Worse, the higher you go, the more distractions you have to deal with. When you’re just Josephine Schmoe down in Cubical Land, it’s hard enough to filter out electronic distractions, sudden drop-ins, and the noisy neighbors who want to socialize all day outside your cube. When you enter management, you suddenly have even more people who want a piece of your time, and, often, more who actually deserve one; so you have to try extra hard to avoid wasting your time on distractions. You especially have to disconnect yourself from your electronic leashes (especially handhelds and the Web) and force them back into their original function as tools. Focus!

This becomes true in spades when you reach the uppermost tier of management, even as what is truly important shifts. No matter how hard you work, if you can’t maintain a tight focus on the key activities that directly affect your organization’s success, you’re never going to perform up to par—and neither will the organization you’re ostensibly leading. At best, you’ll be like the Red Queen, running as fast as you can to stay in the same place. At worst…well, let’s just say disaster looms. And again, as a leader, your failure hurts many more people than just you and your family.

I think the biggest problem of the modern-day executive isn’t a lack of commitment or work ethic. Most execs are perfectly willing to work hard, and for a distressing number of hours. And it’s not that they don’t understand basic time management, either: anyone who has made it to upper tier management (with the occasional exception of the boss’s son) has mastered the basics of time management, or they wouldn’t be there. The real problem is that many C-Suite executives haven’t learned to do expand and refocus their understanding of time management to take into account the realities of their new positions.

When you reach the C-Suite, your first task should be to take a very close look at your responsibilities, so that you can determine precisely what’s most important for your organization. Then, you have to trim away everything else. Everything! The most effective C-Suite managers do the following:

• Compartmentalize issues so that they’re more easily handled.
• Limit meetings, and make those they have shorter and fewer in number.
• Limit distractions of all kinds: drop-ins, phone calls, emails, etc.
• Hire staff to help them organize and prioritize their responsibilities.
• Practice healthy life-habits to enhance personal performance.
• Learn to say no when they need to, and to make it stick.
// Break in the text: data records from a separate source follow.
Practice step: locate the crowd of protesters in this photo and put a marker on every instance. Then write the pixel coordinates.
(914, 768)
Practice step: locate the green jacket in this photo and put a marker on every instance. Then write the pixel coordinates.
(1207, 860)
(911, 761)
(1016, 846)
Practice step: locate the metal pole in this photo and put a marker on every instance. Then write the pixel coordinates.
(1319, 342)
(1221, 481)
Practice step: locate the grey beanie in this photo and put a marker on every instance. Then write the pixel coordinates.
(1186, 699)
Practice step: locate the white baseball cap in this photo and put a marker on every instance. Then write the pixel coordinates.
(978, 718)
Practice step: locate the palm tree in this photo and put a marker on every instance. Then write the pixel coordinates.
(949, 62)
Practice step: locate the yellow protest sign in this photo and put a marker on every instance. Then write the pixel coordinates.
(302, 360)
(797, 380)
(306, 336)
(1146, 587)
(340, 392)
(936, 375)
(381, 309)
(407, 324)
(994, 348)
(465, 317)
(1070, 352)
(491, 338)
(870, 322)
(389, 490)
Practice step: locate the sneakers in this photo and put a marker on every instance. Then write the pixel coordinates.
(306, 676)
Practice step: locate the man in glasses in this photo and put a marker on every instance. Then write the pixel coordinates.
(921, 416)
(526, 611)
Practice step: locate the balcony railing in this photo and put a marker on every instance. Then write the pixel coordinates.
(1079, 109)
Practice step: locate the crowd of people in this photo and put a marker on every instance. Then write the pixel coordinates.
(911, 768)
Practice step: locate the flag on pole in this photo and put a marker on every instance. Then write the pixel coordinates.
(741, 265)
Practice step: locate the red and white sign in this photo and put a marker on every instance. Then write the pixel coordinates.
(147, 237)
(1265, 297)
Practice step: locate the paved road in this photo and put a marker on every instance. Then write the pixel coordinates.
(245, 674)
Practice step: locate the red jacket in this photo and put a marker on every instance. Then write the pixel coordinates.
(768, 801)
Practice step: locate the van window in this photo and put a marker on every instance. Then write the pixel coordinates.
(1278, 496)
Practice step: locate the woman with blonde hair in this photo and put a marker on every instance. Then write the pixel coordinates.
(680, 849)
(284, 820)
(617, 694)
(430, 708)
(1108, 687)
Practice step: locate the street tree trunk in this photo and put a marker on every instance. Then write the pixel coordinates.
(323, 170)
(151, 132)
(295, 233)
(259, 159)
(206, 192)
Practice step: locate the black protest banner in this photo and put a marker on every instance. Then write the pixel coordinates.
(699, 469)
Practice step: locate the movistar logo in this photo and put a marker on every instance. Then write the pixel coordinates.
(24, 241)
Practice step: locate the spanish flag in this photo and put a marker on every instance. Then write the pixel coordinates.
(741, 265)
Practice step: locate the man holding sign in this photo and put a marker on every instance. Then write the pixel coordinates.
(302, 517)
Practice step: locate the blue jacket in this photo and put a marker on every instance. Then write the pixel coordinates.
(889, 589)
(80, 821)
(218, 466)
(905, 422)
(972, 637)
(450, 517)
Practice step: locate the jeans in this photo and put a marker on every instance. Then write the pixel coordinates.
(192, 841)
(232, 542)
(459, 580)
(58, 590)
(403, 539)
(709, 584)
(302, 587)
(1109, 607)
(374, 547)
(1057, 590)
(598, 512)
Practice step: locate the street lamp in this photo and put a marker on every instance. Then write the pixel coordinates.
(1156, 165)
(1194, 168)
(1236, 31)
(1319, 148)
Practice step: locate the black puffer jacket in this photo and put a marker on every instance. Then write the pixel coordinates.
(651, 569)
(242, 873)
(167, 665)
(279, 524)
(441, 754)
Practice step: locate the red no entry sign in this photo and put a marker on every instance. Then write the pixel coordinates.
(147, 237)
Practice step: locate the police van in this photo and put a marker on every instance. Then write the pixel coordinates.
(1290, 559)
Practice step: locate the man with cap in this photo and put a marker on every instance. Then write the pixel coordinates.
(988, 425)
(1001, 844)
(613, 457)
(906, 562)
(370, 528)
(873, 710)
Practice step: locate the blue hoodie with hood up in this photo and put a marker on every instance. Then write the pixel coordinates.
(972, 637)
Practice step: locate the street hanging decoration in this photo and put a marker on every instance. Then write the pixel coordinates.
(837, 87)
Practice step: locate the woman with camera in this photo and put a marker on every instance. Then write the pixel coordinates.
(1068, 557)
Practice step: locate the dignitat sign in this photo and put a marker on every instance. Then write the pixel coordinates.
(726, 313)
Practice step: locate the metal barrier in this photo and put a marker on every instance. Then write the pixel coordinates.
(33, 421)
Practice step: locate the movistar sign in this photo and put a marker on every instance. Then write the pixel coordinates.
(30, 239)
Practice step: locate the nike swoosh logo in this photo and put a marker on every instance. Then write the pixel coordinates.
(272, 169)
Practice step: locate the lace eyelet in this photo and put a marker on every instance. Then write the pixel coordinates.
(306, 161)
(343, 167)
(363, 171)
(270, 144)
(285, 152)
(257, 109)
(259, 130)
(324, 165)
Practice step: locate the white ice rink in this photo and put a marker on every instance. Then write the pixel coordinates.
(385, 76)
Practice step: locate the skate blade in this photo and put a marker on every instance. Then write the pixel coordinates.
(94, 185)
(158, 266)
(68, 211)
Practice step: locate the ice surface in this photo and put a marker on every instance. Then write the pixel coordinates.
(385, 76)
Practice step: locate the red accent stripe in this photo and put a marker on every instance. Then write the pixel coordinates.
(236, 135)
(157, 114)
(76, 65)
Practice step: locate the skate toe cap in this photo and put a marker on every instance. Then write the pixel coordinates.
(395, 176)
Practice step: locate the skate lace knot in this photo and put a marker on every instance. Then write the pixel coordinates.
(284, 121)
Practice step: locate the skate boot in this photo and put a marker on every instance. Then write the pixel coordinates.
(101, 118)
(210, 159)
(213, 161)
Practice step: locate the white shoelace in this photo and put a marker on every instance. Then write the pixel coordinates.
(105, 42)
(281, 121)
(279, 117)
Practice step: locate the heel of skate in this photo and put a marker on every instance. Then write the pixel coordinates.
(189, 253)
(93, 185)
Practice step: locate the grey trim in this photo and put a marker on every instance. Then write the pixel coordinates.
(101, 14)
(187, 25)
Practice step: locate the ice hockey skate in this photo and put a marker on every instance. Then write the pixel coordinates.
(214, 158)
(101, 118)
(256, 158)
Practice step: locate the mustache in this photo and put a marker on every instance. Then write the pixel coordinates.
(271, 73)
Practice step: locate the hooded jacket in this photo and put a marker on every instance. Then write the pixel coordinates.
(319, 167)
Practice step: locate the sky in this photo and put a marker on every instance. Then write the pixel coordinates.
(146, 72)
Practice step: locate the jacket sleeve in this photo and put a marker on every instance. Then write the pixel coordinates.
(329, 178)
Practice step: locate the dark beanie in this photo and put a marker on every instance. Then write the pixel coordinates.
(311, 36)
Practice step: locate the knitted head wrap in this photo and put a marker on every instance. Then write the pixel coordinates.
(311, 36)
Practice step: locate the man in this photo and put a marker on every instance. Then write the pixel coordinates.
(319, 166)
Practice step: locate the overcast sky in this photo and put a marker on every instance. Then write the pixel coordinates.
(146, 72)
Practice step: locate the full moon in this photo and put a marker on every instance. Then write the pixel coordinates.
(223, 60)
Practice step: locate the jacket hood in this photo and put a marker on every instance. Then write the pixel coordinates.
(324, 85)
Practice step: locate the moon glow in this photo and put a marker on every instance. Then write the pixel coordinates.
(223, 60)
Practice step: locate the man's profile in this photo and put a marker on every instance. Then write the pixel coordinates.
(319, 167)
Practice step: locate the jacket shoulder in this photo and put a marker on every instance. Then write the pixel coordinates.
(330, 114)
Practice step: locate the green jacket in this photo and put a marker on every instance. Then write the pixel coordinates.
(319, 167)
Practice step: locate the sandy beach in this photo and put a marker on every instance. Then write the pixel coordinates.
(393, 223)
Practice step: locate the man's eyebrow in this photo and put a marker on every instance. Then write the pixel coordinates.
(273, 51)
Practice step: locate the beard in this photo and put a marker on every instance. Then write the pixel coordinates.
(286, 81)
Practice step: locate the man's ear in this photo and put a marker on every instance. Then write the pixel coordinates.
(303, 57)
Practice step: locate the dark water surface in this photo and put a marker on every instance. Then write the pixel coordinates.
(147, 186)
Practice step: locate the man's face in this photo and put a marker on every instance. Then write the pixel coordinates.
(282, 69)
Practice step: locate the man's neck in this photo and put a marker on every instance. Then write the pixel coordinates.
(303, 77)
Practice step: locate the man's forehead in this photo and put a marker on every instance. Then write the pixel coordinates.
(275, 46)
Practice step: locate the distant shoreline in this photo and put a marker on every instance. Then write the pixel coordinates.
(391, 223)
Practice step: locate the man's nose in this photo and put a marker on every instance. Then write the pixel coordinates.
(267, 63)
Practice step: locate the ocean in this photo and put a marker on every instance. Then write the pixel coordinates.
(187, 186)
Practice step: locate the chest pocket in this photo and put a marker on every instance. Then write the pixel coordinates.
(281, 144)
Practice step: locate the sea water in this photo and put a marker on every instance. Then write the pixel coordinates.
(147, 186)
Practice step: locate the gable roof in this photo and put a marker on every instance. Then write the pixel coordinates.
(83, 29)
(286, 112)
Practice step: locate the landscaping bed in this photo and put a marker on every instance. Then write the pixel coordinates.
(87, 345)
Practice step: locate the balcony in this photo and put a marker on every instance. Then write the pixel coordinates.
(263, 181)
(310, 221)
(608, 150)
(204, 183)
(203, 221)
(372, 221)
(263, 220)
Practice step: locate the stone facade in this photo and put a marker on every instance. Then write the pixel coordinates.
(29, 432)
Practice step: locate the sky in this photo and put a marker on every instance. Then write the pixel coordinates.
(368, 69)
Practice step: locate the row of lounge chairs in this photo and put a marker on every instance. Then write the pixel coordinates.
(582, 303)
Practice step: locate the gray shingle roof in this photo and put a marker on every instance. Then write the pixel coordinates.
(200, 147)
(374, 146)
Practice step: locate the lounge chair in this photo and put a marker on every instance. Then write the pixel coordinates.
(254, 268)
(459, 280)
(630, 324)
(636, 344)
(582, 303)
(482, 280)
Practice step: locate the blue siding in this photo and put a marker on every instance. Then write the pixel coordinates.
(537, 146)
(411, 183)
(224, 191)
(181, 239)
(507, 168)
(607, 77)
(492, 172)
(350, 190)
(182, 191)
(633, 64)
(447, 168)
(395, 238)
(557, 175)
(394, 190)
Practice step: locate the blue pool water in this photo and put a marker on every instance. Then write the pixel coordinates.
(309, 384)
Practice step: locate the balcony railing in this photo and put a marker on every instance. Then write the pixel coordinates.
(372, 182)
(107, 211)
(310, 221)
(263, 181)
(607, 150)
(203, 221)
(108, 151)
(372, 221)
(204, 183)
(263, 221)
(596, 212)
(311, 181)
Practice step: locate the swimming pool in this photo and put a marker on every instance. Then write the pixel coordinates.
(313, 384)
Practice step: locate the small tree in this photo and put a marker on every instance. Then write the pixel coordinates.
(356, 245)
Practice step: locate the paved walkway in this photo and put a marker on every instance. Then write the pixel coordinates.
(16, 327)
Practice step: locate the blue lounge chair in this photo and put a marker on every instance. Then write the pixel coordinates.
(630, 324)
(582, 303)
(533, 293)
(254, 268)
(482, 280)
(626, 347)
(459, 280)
What they don’t do is micromanage or solve minor problems. They don’t have the time! Those things are rabbits, not elephants; and if you do have rabbits that need taking care of, then that’s what subordinates are for.

Which brings up, again, the issue of delegation. C-suite executives don’t have staffs just so that they can feel important; the real function of an executive staff is to handle all those distractions that would normally divert them from their responsibilities. When you’re at the top of the heap, maybe the buck really does stop with you, but you shouldn’t even see those measly little dollar bills, or even fifties or hundreds. At your level, maybe that plaque on your wall should read, “The Megabuck Stops Here.”

A good staff can’t keep you from wasting your time if you really want to, but they can definitely filter your calls and email, and keep people from barging through your door or otherwise bugging you when you’re trying to focus on more significant things. You need to be working on budgets, new marketing ploys, and how to respond to the Board’s request for your department’s priorities for the next fiscal year—not dealing with drama, or putting out low-level brushfires.